Modern nutritionism started in 1977 with new dietary rules that sought to reduce the amount of fat, particularly saturated fat, that Americans eat. The low-fat campaign made us all fat, partly because it demonized one nutrient and more or less gave a “free pass” to the rest.

Consumers assumed that “low-fat” also meant low calorie, and the result has been that we now consume 300 more calories a day than we did in 1977. That has added up to 17 extra pounds on American men and 19 extra pounds on women.

What can we do?

The first step: get off the “Western diet,” that is, one that’s heavy in processed sugars, fats, and starches; high in salt and meats; and low in fresh fruits and vegetables. We can go back to the diet of our ancestors.

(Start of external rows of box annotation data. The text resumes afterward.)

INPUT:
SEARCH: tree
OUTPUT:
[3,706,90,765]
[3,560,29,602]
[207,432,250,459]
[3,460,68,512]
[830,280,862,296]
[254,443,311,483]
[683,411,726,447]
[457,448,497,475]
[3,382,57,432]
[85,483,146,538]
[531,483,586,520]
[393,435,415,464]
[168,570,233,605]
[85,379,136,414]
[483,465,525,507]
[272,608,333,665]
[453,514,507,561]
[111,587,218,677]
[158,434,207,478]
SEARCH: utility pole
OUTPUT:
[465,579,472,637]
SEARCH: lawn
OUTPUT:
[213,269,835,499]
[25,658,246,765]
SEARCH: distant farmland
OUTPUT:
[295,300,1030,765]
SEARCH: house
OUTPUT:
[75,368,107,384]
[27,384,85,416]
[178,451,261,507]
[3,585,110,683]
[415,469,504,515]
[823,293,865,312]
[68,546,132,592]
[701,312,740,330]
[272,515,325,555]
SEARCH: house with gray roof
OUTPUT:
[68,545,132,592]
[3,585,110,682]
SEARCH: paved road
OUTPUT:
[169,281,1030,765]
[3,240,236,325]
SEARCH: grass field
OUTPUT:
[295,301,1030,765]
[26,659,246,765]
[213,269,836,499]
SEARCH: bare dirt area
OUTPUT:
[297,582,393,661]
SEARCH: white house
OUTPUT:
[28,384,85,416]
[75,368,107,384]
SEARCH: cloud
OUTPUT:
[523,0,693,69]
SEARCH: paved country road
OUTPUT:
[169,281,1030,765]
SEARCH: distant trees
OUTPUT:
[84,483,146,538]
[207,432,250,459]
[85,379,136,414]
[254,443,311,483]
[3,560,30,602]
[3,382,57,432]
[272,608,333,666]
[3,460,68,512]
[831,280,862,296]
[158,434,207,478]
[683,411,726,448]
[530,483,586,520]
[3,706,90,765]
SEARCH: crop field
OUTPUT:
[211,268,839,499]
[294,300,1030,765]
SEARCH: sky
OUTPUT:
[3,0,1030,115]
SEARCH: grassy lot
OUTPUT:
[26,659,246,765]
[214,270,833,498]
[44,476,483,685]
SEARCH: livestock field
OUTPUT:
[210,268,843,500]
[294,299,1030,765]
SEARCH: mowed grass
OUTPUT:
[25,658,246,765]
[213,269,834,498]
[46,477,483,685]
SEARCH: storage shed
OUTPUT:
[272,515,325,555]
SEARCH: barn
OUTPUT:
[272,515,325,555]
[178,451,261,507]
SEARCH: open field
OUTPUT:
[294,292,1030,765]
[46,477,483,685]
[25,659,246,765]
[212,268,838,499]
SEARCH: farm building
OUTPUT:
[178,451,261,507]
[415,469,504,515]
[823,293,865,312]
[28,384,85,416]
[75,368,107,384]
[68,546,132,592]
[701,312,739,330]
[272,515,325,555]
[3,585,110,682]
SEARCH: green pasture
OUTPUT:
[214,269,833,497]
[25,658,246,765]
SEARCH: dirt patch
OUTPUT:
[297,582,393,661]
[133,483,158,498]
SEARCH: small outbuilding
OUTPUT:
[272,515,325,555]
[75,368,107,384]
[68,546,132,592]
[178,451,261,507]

We need to seek the source of the wisdom about our food through place-based culture, aphorisms, myths, and rules handed down from parent to child. We no longer have a food culture defined by the best use of local resources, artistically shaped over time. We no longer have a “mom” that understands and prepares good food.

Making a sustainable change in the way we eat and diversifying our diet will support a diversified agriculture. Farmers markets do not sell “edible food-like substances,” there you will find whole, minimally processed, fresh foods.

It is through farmers markets we discover that food is not a product, food is a relationship. And the relationship is not just with the farmer or the producer of our food, but also a relationship with our community. The farmers market has become the new public square.

Michael Pollan’s advice for a healthy diet and lifestyle still remains: Eat food. Not too much. Mostly plants.

By the way, the one real food item in his supermarket shopping bag? An apple. Clearly food, a plant, and just the right sized serving!